Association or American-rules croquet both seem safer, since social distancing is easy to maintain if you are the in-player running a break or are watching your opponent run a break against you. Golf Croquet may find it harder to social distance since "social" GC players tend to flock around the court in tight groups, especially when they play doubles.
Croquet at Sonoma-Cutrer is now mostly Golf Croquet, especially in winery groups attracted on tours precisely because of the croquet on offer. That means close monitoring of all groups.
Masks will be a must, of course. But how do you drink wine? Disinfection of mallets balls, hoops, clips, chairs, and surfaces will be de rigueur. The number of players per court will be limited. Social Distancing will be the rule for all visitors to the winery. And sadly, tournaments are on hold until the virus is defeated.

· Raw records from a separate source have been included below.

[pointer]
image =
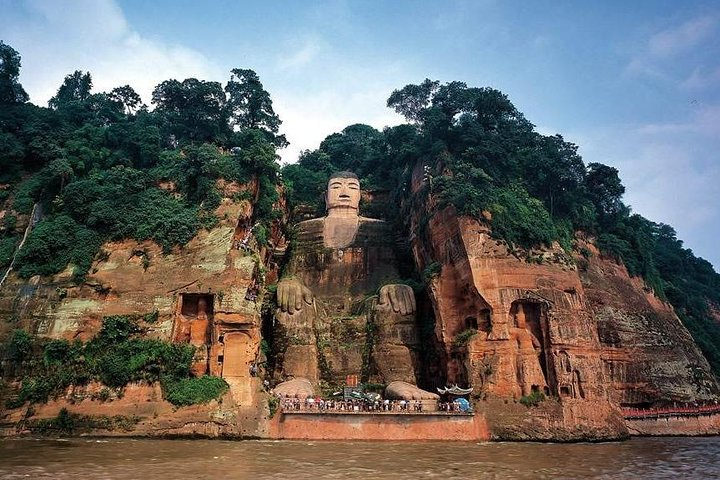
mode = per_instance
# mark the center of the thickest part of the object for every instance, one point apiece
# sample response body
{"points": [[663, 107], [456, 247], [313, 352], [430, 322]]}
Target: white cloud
{"points": [[299, 57], [700, 79], [308, 119], [681, 38], [670, 173], [671, 50], [56, 38]]}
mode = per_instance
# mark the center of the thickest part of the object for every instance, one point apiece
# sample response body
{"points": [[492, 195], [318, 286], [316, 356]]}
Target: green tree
{"points": [[75, 88], [192, 110], [127, 97], [10, 89]]}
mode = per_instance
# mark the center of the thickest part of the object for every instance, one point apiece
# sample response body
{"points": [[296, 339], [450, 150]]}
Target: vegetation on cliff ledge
{"points": [[116, 356], [475, 151], [102, 166]]}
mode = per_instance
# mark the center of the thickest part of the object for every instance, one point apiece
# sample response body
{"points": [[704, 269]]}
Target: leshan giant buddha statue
{"points": [[329, 323]]}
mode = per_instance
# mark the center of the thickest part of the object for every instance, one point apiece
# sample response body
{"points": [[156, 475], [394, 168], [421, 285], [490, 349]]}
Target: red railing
{"points": [[674, 411]]}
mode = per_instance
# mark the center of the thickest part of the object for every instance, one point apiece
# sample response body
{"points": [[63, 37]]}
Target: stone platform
{"points": [[314, 425]]}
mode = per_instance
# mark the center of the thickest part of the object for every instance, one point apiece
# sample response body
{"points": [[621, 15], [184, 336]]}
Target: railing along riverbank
{"points": [[394, 407], [685, 411]]}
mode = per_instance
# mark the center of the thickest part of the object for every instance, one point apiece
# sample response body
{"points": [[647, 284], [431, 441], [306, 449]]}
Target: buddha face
{"points": [[343, 193]]}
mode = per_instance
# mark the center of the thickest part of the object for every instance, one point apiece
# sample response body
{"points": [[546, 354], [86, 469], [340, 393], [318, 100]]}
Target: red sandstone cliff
{"points": [[590, 338]]}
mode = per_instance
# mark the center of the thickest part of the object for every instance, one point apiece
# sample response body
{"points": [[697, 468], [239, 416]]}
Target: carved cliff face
{"points": [[343, 194]]}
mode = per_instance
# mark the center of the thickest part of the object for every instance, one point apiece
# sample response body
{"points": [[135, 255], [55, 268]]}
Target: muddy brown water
{"points": [[652, 458]]}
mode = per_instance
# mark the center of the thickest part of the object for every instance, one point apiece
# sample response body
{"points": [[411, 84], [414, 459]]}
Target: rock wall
{"points": [[647, 354], [518, 324], [208, 293]]}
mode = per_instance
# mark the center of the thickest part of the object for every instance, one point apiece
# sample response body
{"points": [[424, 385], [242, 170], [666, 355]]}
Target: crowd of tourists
{"points": [[359, 405], [351, 405]]}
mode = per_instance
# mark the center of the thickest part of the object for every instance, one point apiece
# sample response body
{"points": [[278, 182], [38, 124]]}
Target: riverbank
{"points": [[657, 458]]}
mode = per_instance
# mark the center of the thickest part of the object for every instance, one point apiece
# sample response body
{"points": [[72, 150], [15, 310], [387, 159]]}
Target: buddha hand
{"points": [[292, 295], [399, 297]]}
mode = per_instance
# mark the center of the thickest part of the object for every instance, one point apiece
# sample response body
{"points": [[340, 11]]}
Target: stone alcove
{"points": [[535, 366]]}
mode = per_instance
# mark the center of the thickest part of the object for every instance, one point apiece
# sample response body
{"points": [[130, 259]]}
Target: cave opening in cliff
{"points": [[192, 304], [531, 317], [193, 322]]}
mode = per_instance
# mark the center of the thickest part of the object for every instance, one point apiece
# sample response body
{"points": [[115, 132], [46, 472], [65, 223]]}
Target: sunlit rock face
{"points": [[648, 356], [207, 294], [510, 327]]}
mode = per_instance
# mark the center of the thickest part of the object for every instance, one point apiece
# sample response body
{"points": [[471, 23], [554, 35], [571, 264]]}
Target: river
{"points": [[86, 458]]}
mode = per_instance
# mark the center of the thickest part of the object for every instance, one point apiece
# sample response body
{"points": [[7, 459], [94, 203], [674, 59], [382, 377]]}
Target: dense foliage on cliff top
{"points": [[116, 356], [480, 154], [102, 166]]}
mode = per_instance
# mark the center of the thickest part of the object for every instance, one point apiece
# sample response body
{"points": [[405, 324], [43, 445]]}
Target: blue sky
{"points": [[635, 84]]}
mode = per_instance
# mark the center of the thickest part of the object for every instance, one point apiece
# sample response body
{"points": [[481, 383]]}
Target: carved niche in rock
{"points": [[329, 325]]}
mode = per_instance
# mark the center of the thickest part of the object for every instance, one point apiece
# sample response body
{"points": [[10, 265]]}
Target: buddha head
{"points": [[343, 192]]}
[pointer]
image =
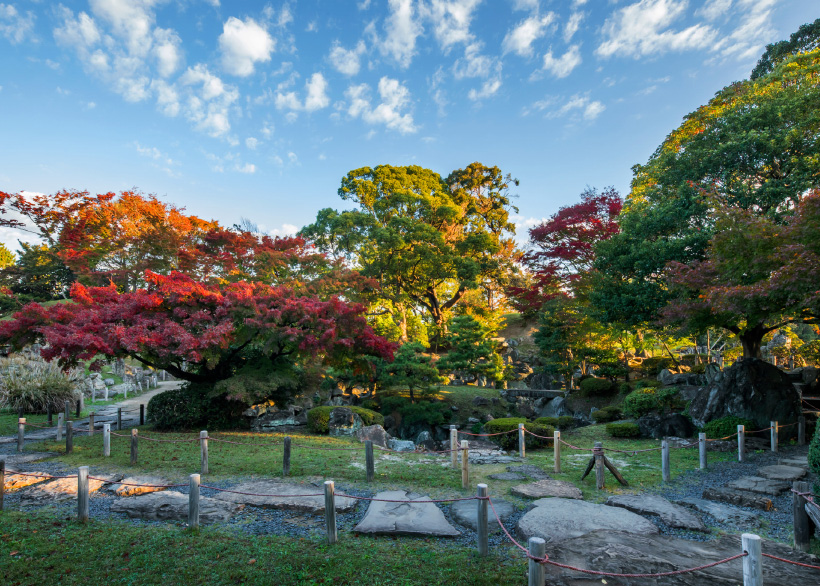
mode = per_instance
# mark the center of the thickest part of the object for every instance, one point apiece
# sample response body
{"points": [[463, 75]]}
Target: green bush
{"points": [[509, 441], [596, 387], [623, 429], [195, 406], [319, 417], [725, 426], [607, 414]]}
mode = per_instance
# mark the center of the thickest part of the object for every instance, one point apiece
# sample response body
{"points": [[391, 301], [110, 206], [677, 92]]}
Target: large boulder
{"points": [[751, 389]]}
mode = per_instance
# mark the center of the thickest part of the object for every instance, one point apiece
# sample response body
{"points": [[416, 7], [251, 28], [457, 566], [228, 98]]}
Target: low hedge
{"points": [[319, 417], [509, 441]]}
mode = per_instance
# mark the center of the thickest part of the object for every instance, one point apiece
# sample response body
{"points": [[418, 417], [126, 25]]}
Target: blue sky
{"points": [[258, 109]]}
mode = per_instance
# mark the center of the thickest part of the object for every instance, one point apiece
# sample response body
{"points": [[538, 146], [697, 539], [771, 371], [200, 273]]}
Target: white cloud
{"points": [[520, 39], [243, 45], [15, 26], [562, 66], [642, 29], [347, 62], [394, 99]]}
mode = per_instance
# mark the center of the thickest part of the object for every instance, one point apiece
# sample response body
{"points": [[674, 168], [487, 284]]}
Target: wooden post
{"points": [[21, 433], [193, 501], [369, 462], [752, 563], [801, 430], [82, 494], [483, 526], [107, 440], [598, 454], [774, 431], [465, 470], [802, 527], [286, 457], [134, 445], [330, 512], [741, 443], [538, 549], [454, 446], [203, 449]]}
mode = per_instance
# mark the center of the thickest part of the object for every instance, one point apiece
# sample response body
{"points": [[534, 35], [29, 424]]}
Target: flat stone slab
{"points": [[63, 489], [673, 515], [465, 513], [557, 519], [286, 496], [782, 472], [723, 513], [170, 505], [416, 516], [548, 488], [760, 485]]}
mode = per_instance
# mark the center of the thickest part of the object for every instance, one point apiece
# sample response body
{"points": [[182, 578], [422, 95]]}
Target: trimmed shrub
{"points": [[319, 417], [591, 387], [623, 429], [726, 426], [607, 414], [510, 441]]}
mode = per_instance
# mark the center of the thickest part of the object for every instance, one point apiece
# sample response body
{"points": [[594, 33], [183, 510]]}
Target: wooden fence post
{"points": [[369, 461], [465, 464], [752, 563], [802, 528], [193, 501], [134, 445], [107, 440], [330, 512], [82, 494], [286, 457], [203, 449], [483, 525], [538, 549]]}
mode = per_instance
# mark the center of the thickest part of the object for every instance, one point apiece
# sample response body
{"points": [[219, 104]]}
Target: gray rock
{"points": [[557, 519], [416, 516], [547, 488], [465, 513], [170, 505], [287, 496], [721, 512], [650, 504]]}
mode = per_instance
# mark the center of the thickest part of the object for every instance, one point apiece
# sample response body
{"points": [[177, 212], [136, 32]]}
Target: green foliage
{"points": [[319, 418], [725, 426], [623, 429], [195, 406], [596, 387], [509, 441]]}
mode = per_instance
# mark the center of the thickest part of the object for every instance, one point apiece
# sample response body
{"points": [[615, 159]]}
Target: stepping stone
{"points": [[170, 505], [557, 519], [651, 504], [465, 513], [63, 489], [415, 516], [759, 485], [782, 472], [287, 496], [123, 490], [721, 512], [548, 488]]}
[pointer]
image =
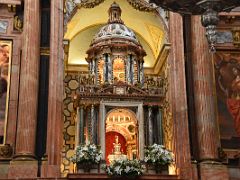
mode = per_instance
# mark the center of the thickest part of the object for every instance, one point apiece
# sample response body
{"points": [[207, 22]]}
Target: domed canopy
{"points": [[115, 30], [115, 34]]}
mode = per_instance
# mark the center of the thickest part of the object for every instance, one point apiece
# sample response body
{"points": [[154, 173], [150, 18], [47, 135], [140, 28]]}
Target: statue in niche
{"points": [[228, 80], [117, 147]]}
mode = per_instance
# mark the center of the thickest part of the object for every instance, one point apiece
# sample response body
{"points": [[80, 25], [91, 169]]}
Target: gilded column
{"points": [[150, 126], [205, 103], [28, 95], [106, 69], [55, 94], [141, 74], [159, 126], [177, 99], [92, 124]]}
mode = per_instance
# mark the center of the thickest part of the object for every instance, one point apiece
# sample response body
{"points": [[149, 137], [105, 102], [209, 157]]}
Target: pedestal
{"points": [[211, 170], [23, 169]]}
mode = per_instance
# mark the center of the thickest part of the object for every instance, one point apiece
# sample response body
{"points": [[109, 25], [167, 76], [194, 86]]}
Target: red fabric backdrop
{"points": [[110, 139], [234, 109]]}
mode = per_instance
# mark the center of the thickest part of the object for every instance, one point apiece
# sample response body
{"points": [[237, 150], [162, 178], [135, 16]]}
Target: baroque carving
{"points": [[70, 5]]}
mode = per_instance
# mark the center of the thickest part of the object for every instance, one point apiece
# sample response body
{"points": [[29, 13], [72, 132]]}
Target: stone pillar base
{"points": [[50, 171], [23, 169], [212, 170], [4, 166]]}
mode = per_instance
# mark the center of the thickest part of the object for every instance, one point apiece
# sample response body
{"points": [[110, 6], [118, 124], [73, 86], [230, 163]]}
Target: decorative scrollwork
{"points": [[142, 5]]}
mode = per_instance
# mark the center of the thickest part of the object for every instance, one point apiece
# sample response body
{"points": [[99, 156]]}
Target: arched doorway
{"points": [[121, 124]]}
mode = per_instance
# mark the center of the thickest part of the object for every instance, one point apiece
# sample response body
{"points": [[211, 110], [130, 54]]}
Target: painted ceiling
{"points": [[86, 22]]}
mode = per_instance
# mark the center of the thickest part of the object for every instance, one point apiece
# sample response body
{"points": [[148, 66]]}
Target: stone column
{"points": [[150, 126], [81, 126], [128, 64], [205, 104], [159, 126], [77, 125], [26, 167], [106, 69], [141, 73], [56, 93], [131, 70], [92, 124], [177, 98]]}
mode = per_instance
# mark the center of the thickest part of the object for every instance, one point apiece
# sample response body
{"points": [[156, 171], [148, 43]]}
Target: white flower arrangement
{"points": [[87, 153], [125, 167], [158, 155]]}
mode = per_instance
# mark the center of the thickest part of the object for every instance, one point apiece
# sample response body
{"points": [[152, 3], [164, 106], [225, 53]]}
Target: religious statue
{"points": [[117, 147]]}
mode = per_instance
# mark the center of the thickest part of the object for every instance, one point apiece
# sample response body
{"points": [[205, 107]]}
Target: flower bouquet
{"points": [[86, 155], [125, 168], [158, 156]]}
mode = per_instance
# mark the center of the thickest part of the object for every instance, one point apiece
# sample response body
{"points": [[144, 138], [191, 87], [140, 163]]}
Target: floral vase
{"points": [[86, 166]]}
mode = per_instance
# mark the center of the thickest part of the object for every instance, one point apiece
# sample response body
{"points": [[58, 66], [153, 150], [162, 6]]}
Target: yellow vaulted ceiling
{"points": [[147, 26]]}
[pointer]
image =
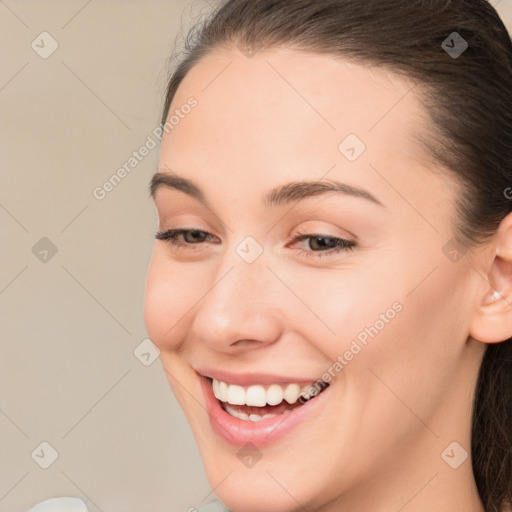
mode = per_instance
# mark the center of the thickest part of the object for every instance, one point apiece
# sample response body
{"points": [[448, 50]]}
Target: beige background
{"points": [[70, 324]]}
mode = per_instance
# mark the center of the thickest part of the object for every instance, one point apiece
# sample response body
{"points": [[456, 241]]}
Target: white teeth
{"points": [[247, 417], [236, 395], [257, 396], [275, 394], [291, 393]]}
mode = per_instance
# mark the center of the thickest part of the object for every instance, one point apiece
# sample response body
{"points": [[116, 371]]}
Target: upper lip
{"points": [[251, 378]]}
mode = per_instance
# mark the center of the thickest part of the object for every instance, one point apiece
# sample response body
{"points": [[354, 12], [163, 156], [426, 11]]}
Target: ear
{"points": [[492, 319]]}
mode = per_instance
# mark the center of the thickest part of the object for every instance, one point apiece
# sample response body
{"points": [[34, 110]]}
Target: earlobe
{"points": [[492, 319]]}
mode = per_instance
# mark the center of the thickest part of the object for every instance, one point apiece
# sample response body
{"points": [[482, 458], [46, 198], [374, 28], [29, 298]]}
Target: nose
{"points": [[241, 309]]}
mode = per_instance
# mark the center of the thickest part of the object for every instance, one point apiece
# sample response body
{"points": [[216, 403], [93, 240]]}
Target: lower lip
{"points": [[259, 433]]}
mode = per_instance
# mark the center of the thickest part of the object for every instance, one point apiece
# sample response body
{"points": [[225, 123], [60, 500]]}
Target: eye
{"points": [[320, 245]]}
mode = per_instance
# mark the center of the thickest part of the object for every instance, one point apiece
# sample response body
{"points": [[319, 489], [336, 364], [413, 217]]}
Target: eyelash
{"points": [[171, 236]]}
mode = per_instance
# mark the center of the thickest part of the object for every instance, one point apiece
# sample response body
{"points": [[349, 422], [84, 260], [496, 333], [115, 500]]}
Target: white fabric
{"points": [[65, 504]]}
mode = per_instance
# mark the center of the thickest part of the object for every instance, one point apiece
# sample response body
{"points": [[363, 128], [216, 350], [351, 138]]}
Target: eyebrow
{"points": [[283, 194]]}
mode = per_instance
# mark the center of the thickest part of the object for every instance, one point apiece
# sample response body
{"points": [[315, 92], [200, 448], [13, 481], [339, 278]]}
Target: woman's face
{"points": [[384, 319]]}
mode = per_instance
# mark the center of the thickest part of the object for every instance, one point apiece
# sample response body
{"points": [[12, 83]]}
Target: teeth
{"points": [[257, 396], [247, 417]]}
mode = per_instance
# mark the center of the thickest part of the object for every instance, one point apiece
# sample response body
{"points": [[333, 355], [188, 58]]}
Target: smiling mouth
{"points": [[260, 402]]}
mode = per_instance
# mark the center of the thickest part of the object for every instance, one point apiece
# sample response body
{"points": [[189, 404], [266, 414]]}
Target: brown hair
{"points": [[469, 101]]}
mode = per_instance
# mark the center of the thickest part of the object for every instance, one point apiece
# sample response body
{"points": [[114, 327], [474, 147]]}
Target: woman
{"points": [[331, 284]]}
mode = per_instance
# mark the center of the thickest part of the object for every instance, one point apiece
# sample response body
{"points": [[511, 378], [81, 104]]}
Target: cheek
{"points": [[165, 302]]}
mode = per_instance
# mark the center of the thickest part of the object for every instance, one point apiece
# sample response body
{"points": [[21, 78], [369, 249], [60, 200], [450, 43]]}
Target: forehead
{"points": [[281, 114], [284, 96]]}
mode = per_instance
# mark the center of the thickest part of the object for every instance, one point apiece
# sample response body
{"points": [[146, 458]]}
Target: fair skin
{"points": [[375, 442]]}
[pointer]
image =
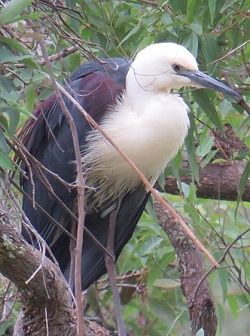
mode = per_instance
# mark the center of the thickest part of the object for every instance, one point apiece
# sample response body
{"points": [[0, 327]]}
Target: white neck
{"points": [[150, 129]]}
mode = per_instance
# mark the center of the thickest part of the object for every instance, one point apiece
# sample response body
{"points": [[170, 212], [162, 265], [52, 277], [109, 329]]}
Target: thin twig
{"points": [[142, 177], [80, 182]]}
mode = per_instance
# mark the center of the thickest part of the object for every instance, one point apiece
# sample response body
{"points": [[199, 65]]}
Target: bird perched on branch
{"points": [[133, 104]]}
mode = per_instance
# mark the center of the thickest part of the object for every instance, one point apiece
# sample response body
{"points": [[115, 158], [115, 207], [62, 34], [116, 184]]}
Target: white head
{"points": [[164, 66]]}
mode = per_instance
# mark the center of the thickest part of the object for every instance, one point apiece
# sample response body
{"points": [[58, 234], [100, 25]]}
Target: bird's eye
{"points": [[176, 67]]}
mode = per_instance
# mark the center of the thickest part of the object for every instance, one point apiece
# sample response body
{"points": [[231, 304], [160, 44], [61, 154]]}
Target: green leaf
{"points": [[212, 7], [12, 10], [7, 56], [189, 142], [191, 10], [205, 103], [5, 161]]}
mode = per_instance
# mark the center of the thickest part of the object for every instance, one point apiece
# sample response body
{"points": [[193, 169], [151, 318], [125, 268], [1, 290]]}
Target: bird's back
{"points": [[96, 86]]}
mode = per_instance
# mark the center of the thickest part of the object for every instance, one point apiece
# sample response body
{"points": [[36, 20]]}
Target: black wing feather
{"points": [[49, 140]]}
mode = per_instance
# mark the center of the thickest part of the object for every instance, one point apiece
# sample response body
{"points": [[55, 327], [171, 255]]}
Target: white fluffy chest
{"points": [[150, 134]]}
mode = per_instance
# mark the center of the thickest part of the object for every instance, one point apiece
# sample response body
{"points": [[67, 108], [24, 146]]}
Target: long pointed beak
{"points": [[199, 79]]}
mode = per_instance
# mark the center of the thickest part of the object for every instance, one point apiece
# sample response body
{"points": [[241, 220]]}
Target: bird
{"points": [[135, 103]]}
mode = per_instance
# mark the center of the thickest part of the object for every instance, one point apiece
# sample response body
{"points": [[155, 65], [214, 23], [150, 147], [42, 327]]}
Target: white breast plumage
{"points": [[150, 138]]}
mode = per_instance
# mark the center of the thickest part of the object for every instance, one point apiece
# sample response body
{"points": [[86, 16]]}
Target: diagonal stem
{"points": [[110, 265]]}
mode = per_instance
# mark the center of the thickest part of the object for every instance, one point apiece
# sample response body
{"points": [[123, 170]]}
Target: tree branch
{"points": [[191, 266]]}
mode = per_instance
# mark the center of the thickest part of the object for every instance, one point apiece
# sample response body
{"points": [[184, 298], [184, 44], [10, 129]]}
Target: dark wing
{"points": [[95, 86]]}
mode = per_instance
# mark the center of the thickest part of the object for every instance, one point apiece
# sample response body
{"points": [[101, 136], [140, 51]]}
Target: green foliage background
{"points": [[218, 34]]}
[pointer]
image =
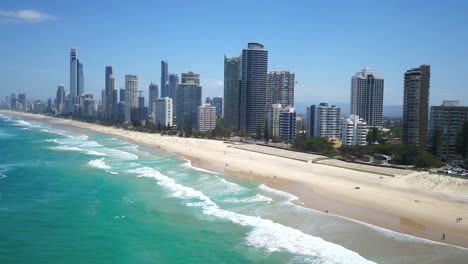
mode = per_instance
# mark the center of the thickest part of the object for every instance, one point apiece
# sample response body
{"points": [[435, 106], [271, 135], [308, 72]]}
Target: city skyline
{"points": [[322, 68]]}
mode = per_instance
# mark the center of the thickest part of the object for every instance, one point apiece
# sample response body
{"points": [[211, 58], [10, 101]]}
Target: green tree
{"points": [[319, 145]]}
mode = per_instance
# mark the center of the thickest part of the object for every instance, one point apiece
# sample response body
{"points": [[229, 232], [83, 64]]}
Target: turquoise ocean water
{"points": [[71, 196]]}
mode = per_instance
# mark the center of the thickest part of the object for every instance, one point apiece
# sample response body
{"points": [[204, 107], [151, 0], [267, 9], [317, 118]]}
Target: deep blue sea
{"points": [[75, 196]]}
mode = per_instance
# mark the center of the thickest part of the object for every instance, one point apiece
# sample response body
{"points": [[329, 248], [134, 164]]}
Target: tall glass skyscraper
{"points": [[76, 79], [80, 82], [153, 95], [60, 99], [188, 98], [253, 92], [367, 90], [110, 97], [73, 79], [232, 83], [131, 95], [416, 106], [280, 88], [164, 79]]}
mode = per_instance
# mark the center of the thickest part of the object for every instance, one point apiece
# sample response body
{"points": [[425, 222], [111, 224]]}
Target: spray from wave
{"points": [[265, 233]]}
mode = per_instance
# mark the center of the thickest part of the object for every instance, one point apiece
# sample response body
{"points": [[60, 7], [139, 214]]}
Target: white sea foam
{"points": [[82, 144], [253, 199], [188, 164], [387, 232], [86, 151], [22, 123], [289, 196], [265, 233], [100, 164], [6, 118], [2, 174]]}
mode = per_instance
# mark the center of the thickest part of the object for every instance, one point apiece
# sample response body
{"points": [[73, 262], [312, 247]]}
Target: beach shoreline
{"points": [[419, 205]]}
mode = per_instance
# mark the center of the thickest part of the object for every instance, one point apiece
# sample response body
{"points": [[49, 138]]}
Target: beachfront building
{"points": [[367, 89], [273, 119], [76, 80], [39, 106], [280, 88], [163, 111], [287, 124], [173, 82], [253, 97], [22, 104], [164, 79], [122, 95], [447, 119], [353, 131], [131, 96], [73, 78], [190, 78], [416, 106], [188, 98], [206, 117], [232, 81], [218, 103], [153, 95], [323, 121], [13, 101], [109, 99], [60, 99]]}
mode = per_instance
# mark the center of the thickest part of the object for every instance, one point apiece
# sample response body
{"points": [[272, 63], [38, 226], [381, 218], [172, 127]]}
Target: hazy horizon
{"points": [[324, 44]]}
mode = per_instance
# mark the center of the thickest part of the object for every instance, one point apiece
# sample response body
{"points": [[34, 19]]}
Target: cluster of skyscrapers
{"points": [[251, 93], [256, 99]]}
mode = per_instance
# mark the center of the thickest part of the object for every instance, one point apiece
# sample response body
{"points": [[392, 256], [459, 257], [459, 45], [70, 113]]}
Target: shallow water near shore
{"points": [[69, 196]]}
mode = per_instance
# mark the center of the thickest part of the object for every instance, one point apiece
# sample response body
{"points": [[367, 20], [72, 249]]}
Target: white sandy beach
{"points": [[415, 203]]}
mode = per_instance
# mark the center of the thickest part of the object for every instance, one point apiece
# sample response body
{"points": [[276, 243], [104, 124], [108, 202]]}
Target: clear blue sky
{"points": [[323, 42]]}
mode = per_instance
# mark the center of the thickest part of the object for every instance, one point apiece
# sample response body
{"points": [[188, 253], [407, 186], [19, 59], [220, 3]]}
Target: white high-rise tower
{"points": [[131, 95], [367, 90]]}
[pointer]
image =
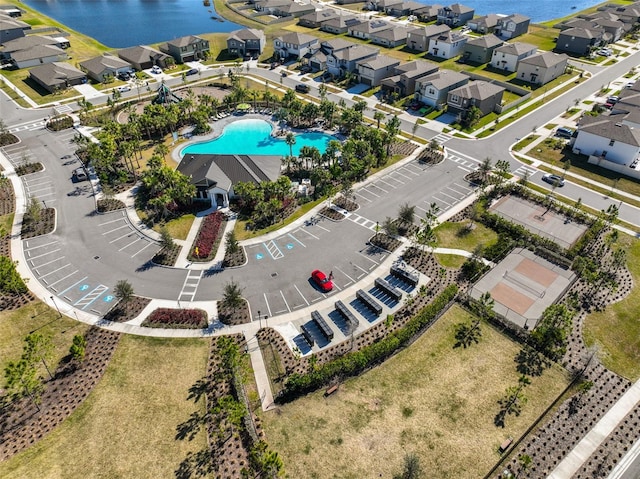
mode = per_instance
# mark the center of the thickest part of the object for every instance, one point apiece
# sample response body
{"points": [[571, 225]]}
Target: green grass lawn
{"points": [[430, 399], [616, 330], [126, 428]]}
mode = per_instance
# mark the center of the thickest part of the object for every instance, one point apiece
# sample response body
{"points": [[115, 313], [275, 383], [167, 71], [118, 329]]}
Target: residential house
{"points": [[373, 70], [427, 13], [480, 50], [390, 38], [365, 29], [608, 140], [485, 24], [433, 89], [507, 56], [512, 26], [403, 83], [339, 25], [483, 95], [10, 28], [315, 19], [187, 49], [579, 40], [455, 15], [104, 67], [447, 45], [295, 45], [57, 76], [418, 38], [318, 60], [541, 68], [346, 59], [214, 176], [246, 41], [142, 57]]}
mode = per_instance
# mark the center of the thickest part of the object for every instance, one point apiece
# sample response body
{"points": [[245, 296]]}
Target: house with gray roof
{"points": [[403, 82], [365, 29], [105, 67], [246, 41], [214, 176], [391, 38], [57, 76], [295, 45], [187, 49], [455, 15], [418, 38], [315, 19], [483, 95], [339, 25], [480, 50], [507, 56], [580, 40], [10, 28], [373, 70], [512, 26], [541, 68], [433, 89], [142, 57]]}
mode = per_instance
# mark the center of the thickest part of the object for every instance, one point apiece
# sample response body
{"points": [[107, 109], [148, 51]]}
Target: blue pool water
{"points": [[253, 137]]}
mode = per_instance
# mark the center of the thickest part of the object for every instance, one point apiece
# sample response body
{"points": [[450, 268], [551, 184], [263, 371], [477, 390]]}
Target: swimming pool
{"points": [[253, 137]]}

But this is only for the NEAR future - until an effective vaccine for the Covid-19 virus is discovered and deployed. This could happen within a few months, or before the end of the year, the experts are saying.
Sonoma Croquet Club members look forward to being back on the courts in a few months. As always, they will support Brown-Forman in resuming the one thing that makes Sonoma-Cutrer "special" besides its prize-winning Chardonney and Pinot Noir: the croquet that is an historic part of its heritage.
Mike Orgill is the long-time president of Sonoma Croquet Club and a member of the Croquet Foundation of America's Hall of Fame. He lives with his wife Helen in nearby Rohnert Park and plays croquet these days in Oakland.